Due to personal reasons she took a hiatus on her music career.

Between 2014 and 2015, Cristie joined the Orquesta Olympus and, in 2016, Nueva Alaska in Zaragoza. One year later, in 2017, she joined Kubo Project.

===2020: La Voz Spain ===
She decided to take part on the 2020 edition of The Voice in Spain, where she was praised by Pablo López (formerly Cristie's pianist and back vocals), Antonio Orozco, Alejandro Sanz and Laura Pausini. She was on the show during eleven weeks as part of Pausini's team.

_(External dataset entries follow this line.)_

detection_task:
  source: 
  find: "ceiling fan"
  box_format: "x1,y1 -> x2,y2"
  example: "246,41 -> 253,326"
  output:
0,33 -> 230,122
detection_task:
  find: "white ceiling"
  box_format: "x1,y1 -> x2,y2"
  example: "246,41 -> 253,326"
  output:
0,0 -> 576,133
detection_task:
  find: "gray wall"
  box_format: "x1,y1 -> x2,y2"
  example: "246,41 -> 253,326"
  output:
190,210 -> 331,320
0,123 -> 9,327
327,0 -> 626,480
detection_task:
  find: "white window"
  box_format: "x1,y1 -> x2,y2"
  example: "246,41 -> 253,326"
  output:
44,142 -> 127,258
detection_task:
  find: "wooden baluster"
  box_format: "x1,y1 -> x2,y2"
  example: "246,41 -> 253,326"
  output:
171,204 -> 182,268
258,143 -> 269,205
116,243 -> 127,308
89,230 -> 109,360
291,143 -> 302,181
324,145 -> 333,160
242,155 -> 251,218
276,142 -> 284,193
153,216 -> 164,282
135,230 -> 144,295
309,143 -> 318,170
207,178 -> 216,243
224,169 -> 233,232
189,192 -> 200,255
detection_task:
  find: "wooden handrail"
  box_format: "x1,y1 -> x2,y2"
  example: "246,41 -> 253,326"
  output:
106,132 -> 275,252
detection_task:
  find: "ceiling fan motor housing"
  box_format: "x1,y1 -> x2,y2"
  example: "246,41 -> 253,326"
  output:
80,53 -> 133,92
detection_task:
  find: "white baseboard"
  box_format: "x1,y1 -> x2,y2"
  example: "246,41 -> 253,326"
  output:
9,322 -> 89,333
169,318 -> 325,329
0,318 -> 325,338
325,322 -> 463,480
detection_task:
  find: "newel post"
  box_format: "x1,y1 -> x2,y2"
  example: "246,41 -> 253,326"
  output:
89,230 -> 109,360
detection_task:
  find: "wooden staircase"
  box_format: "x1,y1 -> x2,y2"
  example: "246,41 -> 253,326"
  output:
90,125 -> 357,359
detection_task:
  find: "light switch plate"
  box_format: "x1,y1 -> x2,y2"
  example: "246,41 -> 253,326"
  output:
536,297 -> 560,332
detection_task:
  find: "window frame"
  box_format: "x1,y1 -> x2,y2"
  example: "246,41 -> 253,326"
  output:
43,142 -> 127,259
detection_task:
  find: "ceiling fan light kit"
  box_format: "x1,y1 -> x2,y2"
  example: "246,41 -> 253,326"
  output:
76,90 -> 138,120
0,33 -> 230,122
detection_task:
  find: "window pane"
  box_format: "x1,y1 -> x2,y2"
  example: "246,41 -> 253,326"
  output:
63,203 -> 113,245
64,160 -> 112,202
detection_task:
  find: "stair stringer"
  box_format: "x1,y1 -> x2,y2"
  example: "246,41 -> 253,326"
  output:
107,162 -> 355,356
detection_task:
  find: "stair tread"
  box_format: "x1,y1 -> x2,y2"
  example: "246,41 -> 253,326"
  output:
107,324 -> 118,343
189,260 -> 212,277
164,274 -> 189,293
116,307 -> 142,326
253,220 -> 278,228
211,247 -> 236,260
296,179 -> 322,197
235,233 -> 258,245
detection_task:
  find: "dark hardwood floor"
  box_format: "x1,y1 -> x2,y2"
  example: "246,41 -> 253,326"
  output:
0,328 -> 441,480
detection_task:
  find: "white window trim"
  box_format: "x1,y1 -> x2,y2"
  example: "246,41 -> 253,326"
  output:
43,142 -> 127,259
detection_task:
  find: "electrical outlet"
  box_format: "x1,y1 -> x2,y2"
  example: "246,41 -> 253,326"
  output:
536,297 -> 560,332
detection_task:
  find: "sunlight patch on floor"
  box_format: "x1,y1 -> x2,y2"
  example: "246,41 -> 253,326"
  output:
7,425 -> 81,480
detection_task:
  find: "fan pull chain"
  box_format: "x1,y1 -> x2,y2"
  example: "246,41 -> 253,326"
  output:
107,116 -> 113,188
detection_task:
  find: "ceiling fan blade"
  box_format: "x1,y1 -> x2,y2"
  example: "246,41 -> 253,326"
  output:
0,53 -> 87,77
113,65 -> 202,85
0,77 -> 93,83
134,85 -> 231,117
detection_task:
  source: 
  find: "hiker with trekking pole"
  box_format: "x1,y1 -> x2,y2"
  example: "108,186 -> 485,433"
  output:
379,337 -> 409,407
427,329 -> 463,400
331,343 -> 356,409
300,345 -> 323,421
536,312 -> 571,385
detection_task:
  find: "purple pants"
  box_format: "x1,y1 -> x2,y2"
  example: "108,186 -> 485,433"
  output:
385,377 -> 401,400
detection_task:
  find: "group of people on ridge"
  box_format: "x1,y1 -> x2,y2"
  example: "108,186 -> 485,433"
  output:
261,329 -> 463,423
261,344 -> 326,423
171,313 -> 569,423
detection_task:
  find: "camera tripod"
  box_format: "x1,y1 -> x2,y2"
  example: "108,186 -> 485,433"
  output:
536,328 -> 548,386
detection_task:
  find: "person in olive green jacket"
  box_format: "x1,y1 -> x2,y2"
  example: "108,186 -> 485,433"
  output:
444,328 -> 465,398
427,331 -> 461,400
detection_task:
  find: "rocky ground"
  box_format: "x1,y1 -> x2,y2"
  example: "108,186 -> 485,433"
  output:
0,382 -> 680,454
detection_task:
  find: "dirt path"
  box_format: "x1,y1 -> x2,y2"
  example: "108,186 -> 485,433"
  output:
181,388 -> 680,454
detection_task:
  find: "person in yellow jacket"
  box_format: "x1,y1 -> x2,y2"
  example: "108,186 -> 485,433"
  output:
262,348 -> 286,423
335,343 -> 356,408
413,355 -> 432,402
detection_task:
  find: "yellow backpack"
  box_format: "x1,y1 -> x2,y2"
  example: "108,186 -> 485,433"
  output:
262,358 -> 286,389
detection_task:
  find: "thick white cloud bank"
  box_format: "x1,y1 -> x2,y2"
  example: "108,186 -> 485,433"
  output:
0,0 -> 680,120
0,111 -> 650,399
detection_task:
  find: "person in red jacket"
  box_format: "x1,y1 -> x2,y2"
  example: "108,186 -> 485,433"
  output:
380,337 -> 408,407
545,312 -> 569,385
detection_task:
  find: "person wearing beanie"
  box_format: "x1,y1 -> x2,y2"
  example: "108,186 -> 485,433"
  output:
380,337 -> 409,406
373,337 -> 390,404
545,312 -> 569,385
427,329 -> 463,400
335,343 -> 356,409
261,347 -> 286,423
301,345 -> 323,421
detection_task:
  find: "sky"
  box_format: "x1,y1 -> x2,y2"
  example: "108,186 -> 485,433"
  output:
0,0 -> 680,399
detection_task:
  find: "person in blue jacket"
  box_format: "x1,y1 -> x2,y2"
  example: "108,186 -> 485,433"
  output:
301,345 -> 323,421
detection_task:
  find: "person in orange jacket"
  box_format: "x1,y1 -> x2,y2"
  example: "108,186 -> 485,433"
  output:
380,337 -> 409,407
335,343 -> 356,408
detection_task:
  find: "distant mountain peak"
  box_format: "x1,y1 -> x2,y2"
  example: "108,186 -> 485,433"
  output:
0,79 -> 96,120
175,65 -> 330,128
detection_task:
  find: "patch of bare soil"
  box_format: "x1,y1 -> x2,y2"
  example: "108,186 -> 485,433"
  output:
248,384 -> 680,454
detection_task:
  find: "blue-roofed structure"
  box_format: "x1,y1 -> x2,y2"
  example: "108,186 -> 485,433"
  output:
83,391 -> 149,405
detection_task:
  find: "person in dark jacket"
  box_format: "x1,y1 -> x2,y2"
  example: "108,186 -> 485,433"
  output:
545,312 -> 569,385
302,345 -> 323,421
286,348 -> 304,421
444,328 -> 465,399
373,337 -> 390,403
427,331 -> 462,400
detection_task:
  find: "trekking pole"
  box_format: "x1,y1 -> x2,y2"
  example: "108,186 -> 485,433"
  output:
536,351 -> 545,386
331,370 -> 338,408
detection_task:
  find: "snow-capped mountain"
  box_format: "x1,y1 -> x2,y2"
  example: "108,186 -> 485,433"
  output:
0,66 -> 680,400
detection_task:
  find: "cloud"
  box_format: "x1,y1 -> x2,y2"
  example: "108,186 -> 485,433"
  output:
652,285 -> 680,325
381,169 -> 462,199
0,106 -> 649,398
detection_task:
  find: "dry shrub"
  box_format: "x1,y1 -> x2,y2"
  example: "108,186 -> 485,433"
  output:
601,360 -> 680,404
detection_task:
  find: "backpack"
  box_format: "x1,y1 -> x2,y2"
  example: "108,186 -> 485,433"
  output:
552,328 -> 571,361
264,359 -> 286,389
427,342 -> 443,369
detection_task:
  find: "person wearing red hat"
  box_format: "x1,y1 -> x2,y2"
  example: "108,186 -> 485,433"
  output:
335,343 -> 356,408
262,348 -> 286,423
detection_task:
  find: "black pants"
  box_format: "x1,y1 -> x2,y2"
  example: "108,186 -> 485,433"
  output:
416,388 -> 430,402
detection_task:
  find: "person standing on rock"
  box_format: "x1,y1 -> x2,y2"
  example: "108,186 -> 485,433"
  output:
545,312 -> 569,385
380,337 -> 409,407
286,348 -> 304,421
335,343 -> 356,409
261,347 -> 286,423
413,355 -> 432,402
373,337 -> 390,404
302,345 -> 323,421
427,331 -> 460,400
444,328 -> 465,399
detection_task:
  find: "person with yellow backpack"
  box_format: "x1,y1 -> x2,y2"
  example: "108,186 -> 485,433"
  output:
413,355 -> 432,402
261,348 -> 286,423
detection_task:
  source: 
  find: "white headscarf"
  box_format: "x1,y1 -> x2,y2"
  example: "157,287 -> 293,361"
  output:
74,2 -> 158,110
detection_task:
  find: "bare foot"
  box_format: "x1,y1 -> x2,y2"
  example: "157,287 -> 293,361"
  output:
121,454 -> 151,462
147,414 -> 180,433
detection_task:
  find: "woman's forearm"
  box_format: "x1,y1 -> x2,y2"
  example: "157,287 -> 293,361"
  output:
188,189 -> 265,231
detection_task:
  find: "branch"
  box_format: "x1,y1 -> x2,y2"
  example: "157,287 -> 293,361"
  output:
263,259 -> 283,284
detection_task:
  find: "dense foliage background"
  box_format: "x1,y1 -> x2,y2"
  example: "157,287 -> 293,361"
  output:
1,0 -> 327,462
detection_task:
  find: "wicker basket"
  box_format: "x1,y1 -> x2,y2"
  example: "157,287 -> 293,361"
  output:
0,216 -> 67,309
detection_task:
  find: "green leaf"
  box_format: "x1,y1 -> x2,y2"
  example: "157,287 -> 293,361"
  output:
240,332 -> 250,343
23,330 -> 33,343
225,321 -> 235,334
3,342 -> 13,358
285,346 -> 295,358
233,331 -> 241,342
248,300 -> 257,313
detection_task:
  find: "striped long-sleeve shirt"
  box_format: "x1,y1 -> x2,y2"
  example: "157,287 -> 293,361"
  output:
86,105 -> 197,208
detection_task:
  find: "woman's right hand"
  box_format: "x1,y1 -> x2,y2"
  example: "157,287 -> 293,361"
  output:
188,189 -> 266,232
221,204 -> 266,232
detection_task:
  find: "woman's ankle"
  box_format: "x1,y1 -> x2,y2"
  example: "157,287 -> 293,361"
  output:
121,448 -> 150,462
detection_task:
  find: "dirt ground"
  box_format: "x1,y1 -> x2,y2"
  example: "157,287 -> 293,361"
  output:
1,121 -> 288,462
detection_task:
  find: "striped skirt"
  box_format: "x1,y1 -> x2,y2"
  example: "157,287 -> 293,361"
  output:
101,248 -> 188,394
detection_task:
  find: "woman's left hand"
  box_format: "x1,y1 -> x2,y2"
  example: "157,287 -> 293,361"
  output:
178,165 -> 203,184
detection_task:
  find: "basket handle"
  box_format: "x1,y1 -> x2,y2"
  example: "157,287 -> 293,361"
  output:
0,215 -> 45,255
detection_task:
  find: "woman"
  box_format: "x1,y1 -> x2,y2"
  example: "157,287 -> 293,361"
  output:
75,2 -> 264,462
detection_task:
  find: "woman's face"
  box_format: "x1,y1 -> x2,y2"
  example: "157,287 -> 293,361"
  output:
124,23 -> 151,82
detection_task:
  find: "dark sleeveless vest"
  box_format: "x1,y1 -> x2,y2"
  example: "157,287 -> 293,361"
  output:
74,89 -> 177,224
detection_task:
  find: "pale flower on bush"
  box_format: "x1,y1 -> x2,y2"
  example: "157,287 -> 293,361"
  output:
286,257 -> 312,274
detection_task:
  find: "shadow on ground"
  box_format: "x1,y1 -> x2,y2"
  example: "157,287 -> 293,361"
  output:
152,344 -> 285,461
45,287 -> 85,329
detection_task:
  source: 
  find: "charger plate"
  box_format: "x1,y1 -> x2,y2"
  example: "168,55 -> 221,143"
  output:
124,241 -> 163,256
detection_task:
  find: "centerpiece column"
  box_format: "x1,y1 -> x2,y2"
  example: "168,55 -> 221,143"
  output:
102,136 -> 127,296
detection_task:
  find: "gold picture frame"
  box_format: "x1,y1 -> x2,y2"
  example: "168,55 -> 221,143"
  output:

===2023: Tierra de Talento ===
Her live audition on this format of Canal Sur television (Spain) was a real success as the four coaches pressing their star buttons and praising her performance of Aretha Franklin's Natural Woman.

== Discography ==
=== Albums ===

| Year | Title | Details | Label |
|---|---|---|---|
| 2004 | Puro teatro | Release date: 6 February; Format: CD, Digital, streaming; | O'clock Music (#35 Afyve). |
| 2006 | Con la suerte en los tacones | Release date: Summer; Format: CD, Digital, streaming; | Independent |

=== Singles ===
Spanish charts: Lista Afyve, Los 40 Principales.

| Year | Song | Album |
| 2002 | No quiero sufrir | Single |
| 2004 | Pal infierno | Puro teatro |
| 2004 | Ámame |
| 2005 | Ámame (remix) |
| 2006 | Marbella | Con la suerte en los tacones |
| 2006 | Apunta mi teléfono |
| 2022 | Como una flor | Single |

=== Collaborations ===

| Year | Song | Role | Album |
|---|---|---|---|
| 2003 | No te dejaré jamás (Tony Santos ft. Cristie) | Dancer | Alma negra |

== Filmography ==
=== Videoclips ===
- 2002: No quiero sufrir
- 2003: Sigo mi camino (with Tony Santos)
- 2005: Ámame (remix) (with Cristie & Band)
- 2005: Camino de Belén (with Lidia Reyes)
- 2006: Marbella
- 2006: Apunta mi teléfono
- 2022: Como una flor

=== Television ===
- 2002–2003: "Operación Triunfo 2" (TVE)
- 2005: TNT (guest,
Telecinco)
- 2003-2004 "Crónicas Marcianas"
- 2020: La Voz (Antena 3)
- 2023: Tierra de talento (Canal Sur)

=== Films ===
- 2003: Gira Generación OT (DVD)
- 2004: Cristie en Concierto (DVD)

== Curious Facts ==
- Cristie's cousins, Anabel Conde (2º finalist on the Eurovision Song Contest 1995) and Cristina Conde (member of Grupo la fiesta) are also artists.
- Her song Se que estás is dedicated to her late mother.
- Her life is divided between Casares and Fuengirola.
- She is interested in healthy life-style.